Clarification about GroupCombine with respect to partial results


Flink's documentation for GroupCombine states:

Note: The GroupCombine on a Grouped DataSet is performed in memory with a greedy strategy which may not process all data at once but in multiple steps. It is also performed on the individual partitions without a data exchange like in a GroupReduce transformation. This may lead to partial results.

With the following remark for full (non-grouped) DataSets:

The GroupCombine on a full DataSet works similar to the GroupCombine on a grouped DataSet. The data is partitioned on all nodes and then combined in a greedy fashion (i.e. only data fitting into memory is combined at once).

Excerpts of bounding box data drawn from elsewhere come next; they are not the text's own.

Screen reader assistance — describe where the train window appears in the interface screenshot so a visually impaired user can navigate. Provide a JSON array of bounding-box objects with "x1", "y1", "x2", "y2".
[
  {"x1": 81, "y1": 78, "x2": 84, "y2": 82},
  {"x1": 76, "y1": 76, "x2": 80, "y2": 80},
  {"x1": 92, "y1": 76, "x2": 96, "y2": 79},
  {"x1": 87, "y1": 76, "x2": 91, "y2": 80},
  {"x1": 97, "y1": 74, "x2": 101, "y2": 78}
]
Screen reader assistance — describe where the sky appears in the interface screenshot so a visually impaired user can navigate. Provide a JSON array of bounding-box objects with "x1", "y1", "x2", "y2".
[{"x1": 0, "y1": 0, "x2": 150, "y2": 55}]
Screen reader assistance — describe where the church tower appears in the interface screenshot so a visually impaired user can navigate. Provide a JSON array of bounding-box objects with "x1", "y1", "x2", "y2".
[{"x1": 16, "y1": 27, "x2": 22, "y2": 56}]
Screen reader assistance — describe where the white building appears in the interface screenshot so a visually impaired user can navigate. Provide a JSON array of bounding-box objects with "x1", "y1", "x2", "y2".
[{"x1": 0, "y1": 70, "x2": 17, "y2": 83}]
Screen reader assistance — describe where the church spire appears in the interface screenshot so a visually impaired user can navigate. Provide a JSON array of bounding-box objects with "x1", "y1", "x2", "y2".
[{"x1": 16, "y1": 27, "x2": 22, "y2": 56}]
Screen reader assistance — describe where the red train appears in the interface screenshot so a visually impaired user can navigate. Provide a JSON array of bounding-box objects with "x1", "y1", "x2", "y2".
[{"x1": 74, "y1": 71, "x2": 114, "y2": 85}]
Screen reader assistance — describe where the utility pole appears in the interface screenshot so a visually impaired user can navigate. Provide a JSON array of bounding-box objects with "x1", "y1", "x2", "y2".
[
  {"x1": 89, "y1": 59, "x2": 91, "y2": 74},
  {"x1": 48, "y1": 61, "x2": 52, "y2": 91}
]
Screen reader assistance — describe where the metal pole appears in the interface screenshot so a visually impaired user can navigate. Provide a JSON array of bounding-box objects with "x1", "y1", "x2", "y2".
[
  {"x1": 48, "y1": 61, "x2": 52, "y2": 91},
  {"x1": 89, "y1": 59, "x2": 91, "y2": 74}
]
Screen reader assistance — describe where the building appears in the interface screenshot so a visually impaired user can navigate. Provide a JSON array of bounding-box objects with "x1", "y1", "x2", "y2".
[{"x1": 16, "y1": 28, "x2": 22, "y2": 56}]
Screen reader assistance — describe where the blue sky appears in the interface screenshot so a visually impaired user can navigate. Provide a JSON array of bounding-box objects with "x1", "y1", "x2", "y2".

Does this mean that if my dataset consists of, for example:

1
2
3

and I want to generate all pairwise combinations

(1, 2), (1, 3), (2, 3)

I cannot implement this in a general way with a GroupCombine transformation because it doesn't guarantee that the whole group will fit in a given partition's memory?


Solution

  • GroupCombine is a non-deterministic operation in Flink. It is typically used to perform partial compuations (like aggregations) and is followed by a deterministic operation like GroupReduce that consumes the partial results. GroupCombine is typically used to reduce the cost of the deterministic operation by performing less-expensive local, in-memory computations.

    If you need compute deterministic results on groups of records, you should use GroupReduce.